SHIP IT! The Story of Frisco's EMD SD38-2 Locomotives
An Article by Steve Forrest
In the 1950s, under the direction of Frisco railroad president Clark Hungerford, two large modern hump yards were constructed. Tennessee Yard in rural Capleville, TN, just outside of Memphis, was completed in 1957. Cherokee Yard in Tulsa, OK was completed in 1960. Tennessee Yard was a “typical” hump yard with cars shoved uphill to the crest of the hump, where “pin pullers” uncoupled the cars just prior to their rolling down into the class yard tracks. Cherokee Yard was an unusual set up in which cuts of cars were on a downhill grade, held back by the hump engines. At the “foot” of the downgrade, the track went back uphill near the hump tower so that slack would roll in and the cars could be uncoupled prior to going over the crest and into the class yard tracks. This resulted in the last 40-45 cars of a cut being shoved uphill. Because of this, hump engines would have to go from holding a cut of cars back to shoving the last cars of the cut, thus transitioning from braking to power when working the hump.
For several years, typical hump power at Cherokee Yard was a pair of Fairbanks-Morse H10-44 or H12-44 locomotives. As cuts became longer and heavier, it became difficult for these pairs of locomotives to control the speed of the cuts and the need arose for more braking. This was accomplished by the construction of three “brake sleds” built from retired steam engine tenders which were coupled with the FMs to provide more braking power. At Tennessee Yard, the hump engines were pair of EMD SW9 switchers (as a side note, one set of hump power for a while was an SW9 and a cabless Alco S2. The S2’s cab had been damaged in a collision and it was placed back in service without a cab).

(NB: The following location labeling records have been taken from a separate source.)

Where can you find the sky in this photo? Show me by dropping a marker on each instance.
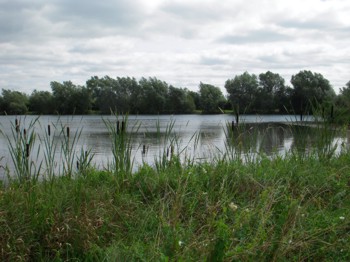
(181, 42)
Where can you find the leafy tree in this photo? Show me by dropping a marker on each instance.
(70, 99)
(14, 102)
(310, 88)
(41, 102)
(211, 98)
(153, 96)
(128, 92)
(242, 91)
(342, 102)
(270, 93)
(179, 101)
(196, 99)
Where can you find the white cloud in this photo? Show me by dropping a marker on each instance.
(180, 42)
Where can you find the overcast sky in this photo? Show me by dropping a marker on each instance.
(182, 42)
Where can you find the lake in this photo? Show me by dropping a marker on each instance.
(199, 137)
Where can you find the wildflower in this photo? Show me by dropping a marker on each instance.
(233, 206)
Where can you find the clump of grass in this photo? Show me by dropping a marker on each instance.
(123, 161)
(68, 146)
(274, 209)
(23, 149)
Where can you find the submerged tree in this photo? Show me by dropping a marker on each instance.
(13, 102)
(309, 89)
(211, 98)
(242, 91)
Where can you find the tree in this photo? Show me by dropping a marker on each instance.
(342, 102)
(270, 93)
(153, 96)
(41, 102)
(179, 101)
(310, 89)
(70, 99)
(14, 102)
(242, 91)
(211, 98)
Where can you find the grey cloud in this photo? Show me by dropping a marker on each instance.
(94, 16)
(210, 60)
(261, 36)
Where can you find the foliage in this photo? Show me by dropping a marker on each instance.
(242, 90)
(310, 88)
(70, 99)
(246, 93)
(211, 98)
(41, 102)
(13, 102)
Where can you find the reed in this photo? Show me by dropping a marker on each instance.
(122, 163)
(69, 148)
(50, 147)
(24, 151)
(274, 209)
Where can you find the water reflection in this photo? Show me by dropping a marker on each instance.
(197, 136)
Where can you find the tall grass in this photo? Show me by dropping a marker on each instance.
(24, 151)
(274, 209)
(118, 129)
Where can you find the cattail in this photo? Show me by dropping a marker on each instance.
(27, 150)
(17, 125)
(123, 126)
(118, 127)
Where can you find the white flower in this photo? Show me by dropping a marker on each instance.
(233, 206)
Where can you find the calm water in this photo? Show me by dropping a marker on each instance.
(261, 133)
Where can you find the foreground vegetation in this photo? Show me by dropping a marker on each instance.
(281, 209)
(292, 208)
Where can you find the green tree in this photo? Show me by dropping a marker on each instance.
(242, 91)
(270, 92)
(14, 102)
(179, 101)
(342, 105)
(196, 99)
(41, 102)
(211, 98)
(153, 96)
(70, 99)
(309, 89)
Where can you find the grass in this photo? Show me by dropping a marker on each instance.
(266, 209)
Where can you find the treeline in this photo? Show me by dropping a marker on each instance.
(246, 93)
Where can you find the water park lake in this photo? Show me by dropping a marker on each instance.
(199, 137)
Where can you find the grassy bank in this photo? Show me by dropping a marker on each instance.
(281, 209)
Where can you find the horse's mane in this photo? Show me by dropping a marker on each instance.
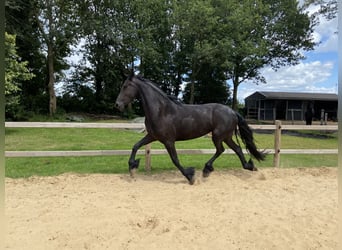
(155, 87)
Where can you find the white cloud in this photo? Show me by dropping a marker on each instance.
(304, 77)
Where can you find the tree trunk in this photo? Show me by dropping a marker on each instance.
(51, 84)
(192, 92)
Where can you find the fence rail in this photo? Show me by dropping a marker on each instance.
(277, 128)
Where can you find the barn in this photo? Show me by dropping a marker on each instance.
(263, 105)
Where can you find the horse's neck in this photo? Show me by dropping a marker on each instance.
(153, 102)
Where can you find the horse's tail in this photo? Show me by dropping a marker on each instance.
(246, 135)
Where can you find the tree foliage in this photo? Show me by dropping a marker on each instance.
(16, 71)
(208, 46)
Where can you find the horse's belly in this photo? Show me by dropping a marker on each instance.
(188, 129)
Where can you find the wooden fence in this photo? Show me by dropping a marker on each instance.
(276, 151)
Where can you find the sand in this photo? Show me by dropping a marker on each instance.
(235, 209)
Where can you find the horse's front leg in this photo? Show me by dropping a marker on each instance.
(132, 162)
(189, 173)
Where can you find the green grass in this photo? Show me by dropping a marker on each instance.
(108, 139)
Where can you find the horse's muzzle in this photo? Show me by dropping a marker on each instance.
(120, 106)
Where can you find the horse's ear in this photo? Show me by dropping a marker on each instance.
(125, 73)
(131, 75)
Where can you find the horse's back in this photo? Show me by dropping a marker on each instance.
(197, 120)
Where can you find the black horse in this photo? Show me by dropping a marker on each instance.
(168, 120)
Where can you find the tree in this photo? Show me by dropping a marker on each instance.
(16, 71)
(194, 23)
(20, 21)
(261, 33)
(328, 8)
(57, 28)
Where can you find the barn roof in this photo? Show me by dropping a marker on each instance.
(293, 96)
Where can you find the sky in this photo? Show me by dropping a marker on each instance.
(317, 73)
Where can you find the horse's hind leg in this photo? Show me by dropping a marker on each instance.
(189, 173)
(132, 162)
(208, 168)
(246, 165)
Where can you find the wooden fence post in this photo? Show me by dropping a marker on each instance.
(277, 141)
(148, 157)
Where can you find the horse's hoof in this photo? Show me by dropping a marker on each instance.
(133, 164)
(207, 171)
(206, 174)
(132, 172)
(190, 175)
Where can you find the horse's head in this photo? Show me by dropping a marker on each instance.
(128, 92)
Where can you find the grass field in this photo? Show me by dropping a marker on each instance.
(21, 139)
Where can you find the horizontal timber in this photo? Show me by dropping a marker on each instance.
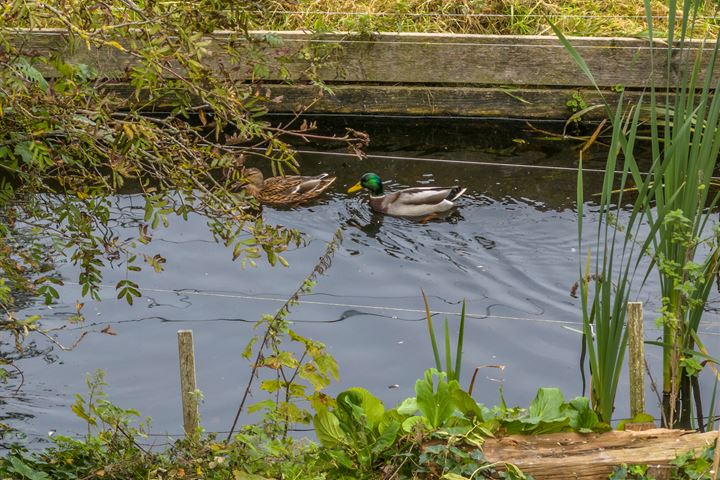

After Frisco started buying EMD’s SW1500 switchers in 1968 and their numbers sufficiently increased, the F-M locomotives at Cherokee Yard and the SW9 locomotives at Tennessee Yard were displaced in favor of the SW1500s. These SW1500s worked fine for the next several years. However, the ever-increasing size of freight cars and tonnage of cuts being humped led Frisco to search for another source of motive power for these two hump yards. The answer was EMD’s SD38-2.
Prior to Frisco’s purchase, the SD38-2 had found success on both Class 1 and smaller railroads for hump service and low-speed tonnage trains where lugging ability was more important than speed. For instance, L&N employed the SD38-2 at its Boyles Yard in Birmingham, AL; SP used them at its huge Colton Yard in southern California, and C&NW purchased them for its Proviso Yard in Chicago. Frisco joined the list of SD38-2 owners in 1979 with two being assigned to Tennessee Yard and two being assigned to Cherokee Yard. Frisco 299 would end up being the last SD38-2 built by EMD.
Because of the operating differences at Tennessee Yard and Cherokee Yard, the two assigned to Memphis (#298 and 299) were not equipped with dynamic braking but the two assigned to Cherokee Yard (#296 and 297) were delivered with extended range dynamic braking. All four were built with 6 brake cylinders per truck for increased braking power (remember, cuts of cars being humped have had the air bled off and thus do not have working air brakes). Other differences included three chime Leslie RS3L airhorns instead of Frisco’s usual 5 chime Leslie horns, and the lack of the single nose-mounted Gyralight. They were equipped with hump control, a method of controlling the speed of humping operations. In addition, each of the 16 cylinder SD38-2s replaced a pair of SW1500s totaling 24 cylinders, so fuel savings were another benefit.